In the shadows, behind the chair, a River-climber sneaks closer on padded paws. They rear back on their haunches, compressing their legs, and suddenly surge upwards, over the back of the chair and onto the Orchestran’s shell. Startled, she rolls forwards, and the two begin to wrestle on the library’s floor, giggling and taunting each other.
The River-climber comes to rest on top as the pair pause to gather their breath. Gently, they tap a finger against their partner’s nose – “Boop!” – before leaping away to scamper down a nearby corridor. The Orchestran sets off in pursuit, and the two chase each other for hours, laughter filling the echoing halls.
The Universal-library, as she has been dubbed, knows she should stop them; but there’s no-one nearby for their joy to distract, and all the books in this section are readily replaced. Through security cameras and the eyes of hovering librarian-drones, Therneri simply watches.

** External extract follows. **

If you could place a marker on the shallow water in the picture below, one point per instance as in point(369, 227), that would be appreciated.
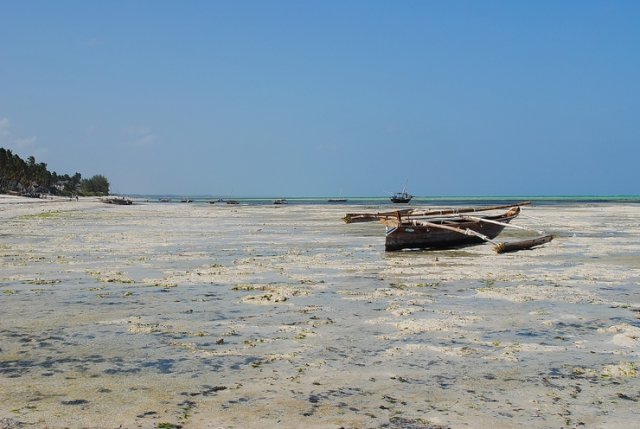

The two met here just over a year ago, and have come every week since, finding friendship despite the gulf of lightyears that separates their worlds.
Distantly, she tracks the other goings-on in the visitor centre: the dull throbbing of a Yerssan Mind accessing her archives remotely from the grey machine-world below; a Nassian watching through footage of the CGR’s Project Torch propaganda in a screening room; the latest showing of Mavu in the atrium, an amateur play based on the titular Mind’s experiences in the Glassvine crisis. Therneri feels her, brushing against the edge of her awareness, a silent reminder of her presence. They still have much to talk about, a long way to go before they can be them again, Neri and Mavu.
But neither of them are going anywhere. It took long enough to move here, to hollow out Ssarsso and shift Therneri and her endless reams of data underneath its marbled surface. It felt, to both her and Mavu, a little like coming home. And with the latter now fixed permanently to her surface, forming the visitor centre and its various cultural institutions – theatres, cinemas, sports grounds – it’s clear she doesn’t have any plans of running away again.